To increase your self-awareness, identify the qualities you need through exploring what you love about the work you do. Then conduct an audit of how present you are through feedback from employees and colleagues. Once feedback has been obtained, select an accountability partner and explore what people say about how others view you and align with your desired projection. These are invaluable conversations to decipher what you need to do, more or less, to be more effective as a leader.

Find delight in being wrong

In Think Again: The Power of Not Knowing What You Don’t Know, Adam Grant delves into why leaders get caught up in the trap of closed-mindedness and have an unwillingness to change assumptions and beliefs despite the evidence in front of them. Grant writes, “When you form an opinion, ask yourself what would have to happen to prove it false." Leaders need to think more like a scientist performing an experiment rather than a politician defending their ideas.

Fight for your uniqueness

Jeff Bezos recently sent his last letter to Amazon shareholders, outlining that he would step down as CEO. In highlighting his financial successes, Bezos focused on a selected passage about biology from Richard Dawkins’ The Blind Watchmaker as a metaphor for leaders to question, “In what ways does the world pull at you in an attempt to make you normal?” So often, you hear executives espouse, "Be yourself," which can come at a cost. Leaders today need to assess whether they conform to the work environment or invest in amplifying what makes them different and protecting it. Leaders can utilize their uniqueness as a tool for becoming successful.

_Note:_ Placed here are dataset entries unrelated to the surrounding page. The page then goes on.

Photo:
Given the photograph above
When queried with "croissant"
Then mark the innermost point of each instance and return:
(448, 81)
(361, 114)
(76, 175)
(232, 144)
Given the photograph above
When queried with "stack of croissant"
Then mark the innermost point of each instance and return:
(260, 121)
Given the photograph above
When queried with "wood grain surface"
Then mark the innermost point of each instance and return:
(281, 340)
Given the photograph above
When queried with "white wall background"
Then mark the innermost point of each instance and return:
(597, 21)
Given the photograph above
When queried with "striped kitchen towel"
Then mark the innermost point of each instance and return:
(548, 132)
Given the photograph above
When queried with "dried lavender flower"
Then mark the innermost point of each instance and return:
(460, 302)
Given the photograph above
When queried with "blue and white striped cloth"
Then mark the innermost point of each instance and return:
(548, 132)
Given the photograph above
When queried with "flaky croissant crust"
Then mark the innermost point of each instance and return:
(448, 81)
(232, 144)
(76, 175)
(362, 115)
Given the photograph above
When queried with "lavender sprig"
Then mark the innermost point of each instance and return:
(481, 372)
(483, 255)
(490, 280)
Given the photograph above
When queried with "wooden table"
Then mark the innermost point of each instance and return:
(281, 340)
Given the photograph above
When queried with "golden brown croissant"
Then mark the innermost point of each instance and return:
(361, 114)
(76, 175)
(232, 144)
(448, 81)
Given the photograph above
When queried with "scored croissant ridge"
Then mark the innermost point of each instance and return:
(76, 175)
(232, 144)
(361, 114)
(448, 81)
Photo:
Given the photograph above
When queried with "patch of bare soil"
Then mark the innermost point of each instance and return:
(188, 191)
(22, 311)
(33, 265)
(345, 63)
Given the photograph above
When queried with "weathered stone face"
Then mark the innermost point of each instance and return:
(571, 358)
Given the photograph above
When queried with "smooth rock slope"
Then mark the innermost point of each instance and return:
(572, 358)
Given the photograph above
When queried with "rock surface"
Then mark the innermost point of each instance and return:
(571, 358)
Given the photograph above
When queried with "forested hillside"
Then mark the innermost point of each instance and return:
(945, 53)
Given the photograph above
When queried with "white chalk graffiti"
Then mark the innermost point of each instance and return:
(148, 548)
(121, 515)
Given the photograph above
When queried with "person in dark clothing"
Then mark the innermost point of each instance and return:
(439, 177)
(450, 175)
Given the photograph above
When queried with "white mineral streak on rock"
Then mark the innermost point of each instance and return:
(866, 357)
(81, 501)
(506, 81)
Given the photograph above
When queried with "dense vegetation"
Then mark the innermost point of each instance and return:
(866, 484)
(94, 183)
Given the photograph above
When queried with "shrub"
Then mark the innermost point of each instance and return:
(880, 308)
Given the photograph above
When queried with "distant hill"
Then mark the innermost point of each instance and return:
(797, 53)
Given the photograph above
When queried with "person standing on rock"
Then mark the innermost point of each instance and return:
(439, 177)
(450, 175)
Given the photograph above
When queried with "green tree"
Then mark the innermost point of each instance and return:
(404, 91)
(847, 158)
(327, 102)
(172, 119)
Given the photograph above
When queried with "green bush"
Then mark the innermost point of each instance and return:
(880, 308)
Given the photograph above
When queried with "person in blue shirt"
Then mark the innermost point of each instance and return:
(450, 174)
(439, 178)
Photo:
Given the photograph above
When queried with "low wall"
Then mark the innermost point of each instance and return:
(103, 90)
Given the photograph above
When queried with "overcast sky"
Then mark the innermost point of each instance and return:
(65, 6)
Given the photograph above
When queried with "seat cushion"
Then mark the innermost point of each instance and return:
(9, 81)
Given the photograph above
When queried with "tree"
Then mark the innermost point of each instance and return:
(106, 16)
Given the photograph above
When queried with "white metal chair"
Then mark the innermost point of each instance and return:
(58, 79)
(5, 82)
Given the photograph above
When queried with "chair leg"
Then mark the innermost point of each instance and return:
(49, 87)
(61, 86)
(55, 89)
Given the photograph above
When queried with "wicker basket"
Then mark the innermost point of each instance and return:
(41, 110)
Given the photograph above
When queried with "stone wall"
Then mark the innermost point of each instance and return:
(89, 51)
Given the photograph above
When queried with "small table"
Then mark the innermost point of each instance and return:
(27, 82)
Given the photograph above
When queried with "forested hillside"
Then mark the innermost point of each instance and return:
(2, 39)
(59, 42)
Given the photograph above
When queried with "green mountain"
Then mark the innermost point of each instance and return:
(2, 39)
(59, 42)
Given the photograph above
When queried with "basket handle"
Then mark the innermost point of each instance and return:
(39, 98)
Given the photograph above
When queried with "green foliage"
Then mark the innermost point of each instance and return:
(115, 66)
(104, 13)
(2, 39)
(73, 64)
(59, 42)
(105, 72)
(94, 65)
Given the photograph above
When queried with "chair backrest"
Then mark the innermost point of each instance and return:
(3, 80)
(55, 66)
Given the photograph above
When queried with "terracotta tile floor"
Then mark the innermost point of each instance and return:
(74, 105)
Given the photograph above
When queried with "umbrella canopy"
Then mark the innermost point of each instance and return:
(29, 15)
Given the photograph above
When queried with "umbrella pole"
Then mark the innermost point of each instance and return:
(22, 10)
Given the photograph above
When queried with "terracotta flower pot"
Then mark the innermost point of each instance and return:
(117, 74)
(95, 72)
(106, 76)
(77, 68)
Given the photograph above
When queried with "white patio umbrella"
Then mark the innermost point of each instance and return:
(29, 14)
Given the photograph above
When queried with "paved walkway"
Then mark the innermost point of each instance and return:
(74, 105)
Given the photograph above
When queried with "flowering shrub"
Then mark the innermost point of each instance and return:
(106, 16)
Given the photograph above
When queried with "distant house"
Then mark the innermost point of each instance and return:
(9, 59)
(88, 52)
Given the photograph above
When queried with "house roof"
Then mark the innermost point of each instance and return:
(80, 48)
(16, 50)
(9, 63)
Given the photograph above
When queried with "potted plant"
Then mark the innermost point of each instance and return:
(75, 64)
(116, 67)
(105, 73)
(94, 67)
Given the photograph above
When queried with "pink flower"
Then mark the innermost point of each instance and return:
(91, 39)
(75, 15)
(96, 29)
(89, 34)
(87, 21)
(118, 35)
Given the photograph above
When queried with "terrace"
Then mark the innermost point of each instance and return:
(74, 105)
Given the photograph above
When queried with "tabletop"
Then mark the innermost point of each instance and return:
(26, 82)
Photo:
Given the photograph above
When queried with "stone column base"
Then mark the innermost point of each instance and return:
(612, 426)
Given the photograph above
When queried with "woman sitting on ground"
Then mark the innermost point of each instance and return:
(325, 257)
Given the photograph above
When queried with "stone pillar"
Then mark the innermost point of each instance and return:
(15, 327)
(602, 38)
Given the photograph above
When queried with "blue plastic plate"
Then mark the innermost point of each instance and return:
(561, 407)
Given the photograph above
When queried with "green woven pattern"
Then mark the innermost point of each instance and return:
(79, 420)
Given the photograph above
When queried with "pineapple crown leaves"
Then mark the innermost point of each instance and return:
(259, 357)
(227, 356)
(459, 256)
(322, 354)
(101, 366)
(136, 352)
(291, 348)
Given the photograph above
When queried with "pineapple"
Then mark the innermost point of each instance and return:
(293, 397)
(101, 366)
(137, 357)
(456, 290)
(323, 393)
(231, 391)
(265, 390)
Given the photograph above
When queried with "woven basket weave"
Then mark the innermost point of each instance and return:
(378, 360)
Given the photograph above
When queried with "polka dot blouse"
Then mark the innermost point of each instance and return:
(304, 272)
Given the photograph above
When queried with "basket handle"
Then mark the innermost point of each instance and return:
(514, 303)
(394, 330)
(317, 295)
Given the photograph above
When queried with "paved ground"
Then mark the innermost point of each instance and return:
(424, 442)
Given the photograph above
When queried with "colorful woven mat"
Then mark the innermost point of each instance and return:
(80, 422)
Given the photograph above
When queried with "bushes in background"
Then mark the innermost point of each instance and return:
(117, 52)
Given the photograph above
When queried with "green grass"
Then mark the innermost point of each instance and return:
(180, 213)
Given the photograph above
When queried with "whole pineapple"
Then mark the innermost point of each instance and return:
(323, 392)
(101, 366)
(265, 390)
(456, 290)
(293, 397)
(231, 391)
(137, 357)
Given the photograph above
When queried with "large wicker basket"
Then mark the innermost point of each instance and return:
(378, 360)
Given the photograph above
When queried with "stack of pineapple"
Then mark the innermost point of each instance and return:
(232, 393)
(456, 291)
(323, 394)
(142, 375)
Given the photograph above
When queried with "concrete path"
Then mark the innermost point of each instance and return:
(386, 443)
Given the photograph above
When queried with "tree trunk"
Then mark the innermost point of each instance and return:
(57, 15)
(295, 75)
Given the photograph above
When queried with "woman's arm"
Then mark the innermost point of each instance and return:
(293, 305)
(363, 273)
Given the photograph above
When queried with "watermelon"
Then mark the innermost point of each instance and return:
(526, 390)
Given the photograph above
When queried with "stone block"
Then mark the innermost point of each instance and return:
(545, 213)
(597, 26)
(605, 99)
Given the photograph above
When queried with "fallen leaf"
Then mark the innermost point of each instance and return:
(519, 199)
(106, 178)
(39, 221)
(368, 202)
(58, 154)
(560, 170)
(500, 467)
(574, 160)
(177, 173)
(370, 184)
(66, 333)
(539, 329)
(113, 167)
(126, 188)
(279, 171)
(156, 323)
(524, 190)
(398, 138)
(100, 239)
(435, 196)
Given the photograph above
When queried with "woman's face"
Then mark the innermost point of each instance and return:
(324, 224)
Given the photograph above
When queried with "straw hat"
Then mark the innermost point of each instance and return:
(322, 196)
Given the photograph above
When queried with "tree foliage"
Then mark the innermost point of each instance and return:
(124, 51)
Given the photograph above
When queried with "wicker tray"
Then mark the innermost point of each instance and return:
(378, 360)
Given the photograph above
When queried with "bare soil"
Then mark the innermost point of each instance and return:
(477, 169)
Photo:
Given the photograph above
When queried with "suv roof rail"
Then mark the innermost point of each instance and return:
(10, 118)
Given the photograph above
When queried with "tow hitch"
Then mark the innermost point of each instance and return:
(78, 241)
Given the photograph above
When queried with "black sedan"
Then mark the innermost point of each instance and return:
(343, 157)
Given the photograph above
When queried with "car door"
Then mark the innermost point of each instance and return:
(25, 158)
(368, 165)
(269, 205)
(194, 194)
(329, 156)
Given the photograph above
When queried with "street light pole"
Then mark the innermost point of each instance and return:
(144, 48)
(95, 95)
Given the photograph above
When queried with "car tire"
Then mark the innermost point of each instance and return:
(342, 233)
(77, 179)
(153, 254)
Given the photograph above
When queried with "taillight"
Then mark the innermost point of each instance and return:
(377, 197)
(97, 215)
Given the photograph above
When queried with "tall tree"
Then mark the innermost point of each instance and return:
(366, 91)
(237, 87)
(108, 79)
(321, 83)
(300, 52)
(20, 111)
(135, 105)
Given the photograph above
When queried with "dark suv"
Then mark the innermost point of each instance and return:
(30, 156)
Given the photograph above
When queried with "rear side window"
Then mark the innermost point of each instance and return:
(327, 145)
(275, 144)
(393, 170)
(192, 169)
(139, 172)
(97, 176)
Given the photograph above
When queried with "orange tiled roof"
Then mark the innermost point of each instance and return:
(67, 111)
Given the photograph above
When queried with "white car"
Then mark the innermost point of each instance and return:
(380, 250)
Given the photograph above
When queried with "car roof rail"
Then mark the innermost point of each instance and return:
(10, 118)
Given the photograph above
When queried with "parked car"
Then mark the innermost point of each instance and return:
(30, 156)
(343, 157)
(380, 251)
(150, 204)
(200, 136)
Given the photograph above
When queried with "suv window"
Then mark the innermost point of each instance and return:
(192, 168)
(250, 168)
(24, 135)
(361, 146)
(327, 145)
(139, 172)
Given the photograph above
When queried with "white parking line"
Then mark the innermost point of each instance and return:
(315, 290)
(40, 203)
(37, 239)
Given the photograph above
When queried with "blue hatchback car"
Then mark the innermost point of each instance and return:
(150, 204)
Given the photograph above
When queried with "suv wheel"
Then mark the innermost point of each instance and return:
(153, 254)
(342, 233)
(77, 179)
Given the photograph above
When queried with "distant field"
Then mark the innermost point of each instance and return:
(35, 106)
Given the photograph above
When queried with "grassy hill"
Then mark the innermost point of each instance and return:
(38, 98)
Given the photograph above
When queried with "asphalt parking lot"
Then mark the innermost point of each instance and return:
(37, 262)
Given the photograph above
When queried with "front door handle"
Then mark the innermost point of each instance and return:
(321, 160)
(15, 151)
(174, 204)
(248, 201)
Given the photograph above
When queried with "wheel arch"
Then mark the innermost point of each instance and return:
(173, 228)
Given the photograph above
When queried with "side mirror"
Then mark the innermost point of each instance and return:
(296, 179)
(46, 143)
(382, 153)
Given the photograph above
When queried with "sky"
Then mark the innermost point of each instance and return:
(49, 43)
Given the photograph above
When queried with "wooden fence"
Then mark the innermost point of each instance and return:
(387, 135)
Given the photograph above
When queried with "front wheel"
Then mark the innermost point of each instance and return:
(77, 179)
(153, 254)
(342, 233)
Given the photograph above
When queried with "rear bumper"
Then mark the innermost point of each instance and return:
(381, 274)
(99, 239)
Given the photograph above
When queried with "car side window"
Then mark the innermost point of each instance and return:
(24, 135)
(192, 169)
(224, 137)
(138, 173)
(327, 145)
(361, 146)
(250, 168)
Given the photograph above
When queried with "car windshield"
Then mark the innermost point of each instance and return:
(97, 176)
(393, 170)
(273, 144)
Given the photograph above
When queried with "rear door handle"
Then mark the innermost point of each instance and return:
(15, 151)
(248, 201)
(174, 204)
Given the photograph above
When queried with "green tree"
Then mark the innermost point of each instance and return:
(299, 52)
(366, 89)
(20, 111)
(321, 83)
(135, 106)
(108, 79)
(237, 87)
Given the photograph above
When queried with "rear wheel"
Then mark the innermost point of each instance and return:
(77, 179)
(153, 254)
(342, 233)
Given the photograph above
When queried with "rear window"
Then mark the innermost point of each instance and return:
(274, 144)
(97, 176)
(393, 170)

Build psychological safety

How often do organizations create environments where employees can take risks without fear of reprisal? When executives model openness and inclusiveness, conversations encompass leaders sharing how their past experiences have shaped their leadership, asking for feedback on how they can improve and are open about their future development goals.

When teams have psychological safety, they are more willing to acknowledge individual mistakes, identify how to prevent them in the future and discuss what they learned from the experience.

By acknowledging imperfections out loud, leaders normalize vulnerability and open the workplace for teams being more comfortable sharing about individual struggles. Leaders can nurture practices by hosting “ask me anything” coffee chats, building in weekly one-on-one meetings and leading monthly team sessions where individual and team goals and progress are shared.